I enjoyed reading your story, and it is interesting to me just how fast Islam has spread into the USA now. I am not one for engaging in meaningless, non-effectual rituals, and after about 18 month homeless (after 1 year in detention) since then, I started to pray, as per the instructions in 4 Philippians 6-7. I have even started up again because it helps me with my Steem writing.

update

I just want to make a remark on something hilarious that just happened. I follow @xeroc on streemian. He voted here, and then, lo and behold, I look at my notifications on esteem, and there I am, voting on myself. I swear I didn't mean to vote on my own comment! :)

I was looking forward to reading the post about Omar! I grew up in the inner city and was very much a minority in most situations and grew to feel comfortable. I found out the same thing...if you give respect, you get respect. Sometimes I was tested but each interaction in which you gave respect and showed your character you gained reputation points (much like Steemit). I'm really digging this series. Thanks!

Thank you for your interesting post @charlieshrem.
If one may add to the dialogue a thought....religion is man by man's effort to seek the approbation of God....Christianity is a relationship with God through His Son, Jesus Christ.
Thank you for the opportunity to express thought.

My favorite line:

Respecting our fellow man for who they are and not by stereotypes goes a long way in how they treat you back.

This is so true. Labels make us stupid. Our brains are trying to be efficient and save some glucose, but doing the extra work of not using a stereotype or label is so very important. Each human is unique and should be treated as such.

I grew up near Melah ( Jewish neighborhood in Marrakech) we had no problem to live together

Very cool! Can you tell me more?

We live together very peacefully. We buy from Jews because the goods are very cheap but I don't know how they make profits!

Hahah that's awesome !


^ enjoying reading your posts^

Having recently returned from a trip to Israel, I enjoyed reading your Jewish sentiments. Excellent story-telling as standard from the Shremster!

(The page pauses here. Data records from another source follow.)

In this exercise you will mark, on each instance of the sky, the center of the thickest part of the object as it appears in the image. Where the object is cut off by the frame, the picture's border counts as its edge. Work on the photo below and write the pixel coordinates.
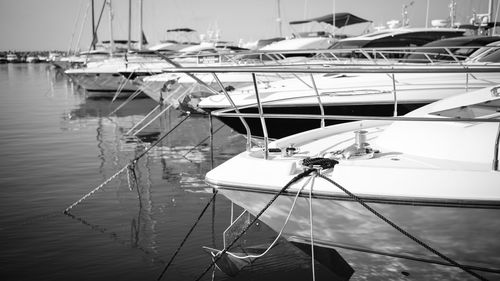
(36, 25)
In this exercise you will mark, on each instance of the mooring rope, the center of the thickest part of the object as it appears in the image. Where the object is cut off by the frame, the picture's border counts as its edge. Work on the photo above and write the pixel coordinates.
(402, 231)
(218, 257)
(131, 164)
(279, 233)
(94, 190)
(203, 141)
(187, 236)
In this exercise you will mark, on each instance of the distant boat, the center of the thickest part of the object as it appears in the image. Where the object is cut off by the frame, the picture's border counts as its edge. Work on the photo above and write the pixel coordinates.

How was your trip ? Where did you go ? I spent my childhood in Israel

I flew Krakow - Tel Aviv - the busiest flight out of Poland - due to the locality of Auschwitz! I travelled to visit a friend in Haifa. Haifa is one of the Middle East's most picturesque cities. The views from the top of majestic Mt Carmel (546m) are breathtaking!

I've recently been trying to learn more Hebrew, but I'm finding it as murderous to learn as Polish. I had a Jewish grandmother and did consider moving to Israel under the Aliyah program, but its just way too hot for me there to make a permanent move - so nice vacations are just fine for now :)

I really enjoy this series! I did not grow up with any religious framework, so I've quilted together the pieces from traditions that make sense to me. Yoga works really well for me for connecting to guidance and ideals. Did you study the spiritual aspects of yoga in your time in prison? How do you relate it to your Judaism? Did various faiths participate in your practice? Did they share insight for how yoga fit with their religion? Thank you for sharing @charlieshrem - blessings~*~

Thank you @charlieshrem. I look forward to your posts. I have voted for you as a witness.